One of the limitations of the existing research on EMS is that it uses total population instead of density. Moreover, many studies rely on interval time in the analysis of health facilities and ambulance stations that respond to emergency calls. Scholars are yet to conduct research that jointly evaluates the emergency response time (4-8 minutes) for both ambulance stations and health facilities.
- The majority of the available studies have examined emergency medical call demand in a sequential model and on small scale. They have concentrated on patients served by ambulances, particularly those with cardiovascular conditions, ignoring other medical cases (critical, non-critical, and moderate). In addition, scholars have not categorized geographical locations according to demand rate and population density.

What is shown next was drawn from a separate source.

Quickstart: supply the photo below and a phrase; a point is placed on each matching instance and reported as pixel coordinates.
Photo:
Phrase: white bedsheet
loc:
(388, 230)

- The findings of the past studies have contributed to an increase in the number of scholars who are researching the ways to improve EMS response time by leveraging coverage, efficiency, cost, and other structural aspects like infrastructural development. On the contrary, researchers have overlooked the contribution of economic and social conditions to the success of emergency medical facilities, their accessibility, and patient result. Some studies have evaluated emergency medical call demands based on household income, gender, and age. Others have drawn their attention to the role of education, employment, and household income on the demand for EMS. Many scholars have used statistical approaches to analyzing their data and have found all these factors (age, gender, income, education, and employment among others) to have significant impacts on EMS. However, no studies have used GIS to analyze socio-economic conditions such as gender, age, the labor force (employees and retirees), residents, non-residents, and education. In spite of the massive literature on EMS, there is inadequate knowledge of its Spatio-temporal variations and their influences on response times (for critical, non-critical, and moderate cases). Researchers have not used mapping instruments such as GIS to determine the connection between population density, social features, and regional distribution of emergency medical facilities. Recognition and sketching of chronological blueprints of EMS and response times can aid in site location, especially in regions with high demand for these essential services. The primary objective is to minimize the duration that medical personnel takes to address emergency cases.
- Evaluating population density in combination with ambulance stations will help in understanding how the two affect response time, thus being able to improve efficiency. Such a study would be helpful in selecting appropriate sites to construct hospitals and EMS stations in the future.
- This study will endeavor to cater to the existing knowledge gaps through a spatial combination of six unrelated sets of data, (that is emergency call records, urban boundary data, location of the EMS facility, census information (age, employment, unemployment, race, household income and level of education), infrastructural development, number of hospitals and total ambulance stations in a given area). It will boost people’s knowledge of EMS and determine the connection between earnings, spatial-temporal changes, and response time. This study will entail determining how demographic aspects like population density impact the establishment of emergency medical centers. The findings of this research (such as population distribution) will be invaluable in the determination of possible sites for EMS facilities in Riyadh, Saudi Arabia.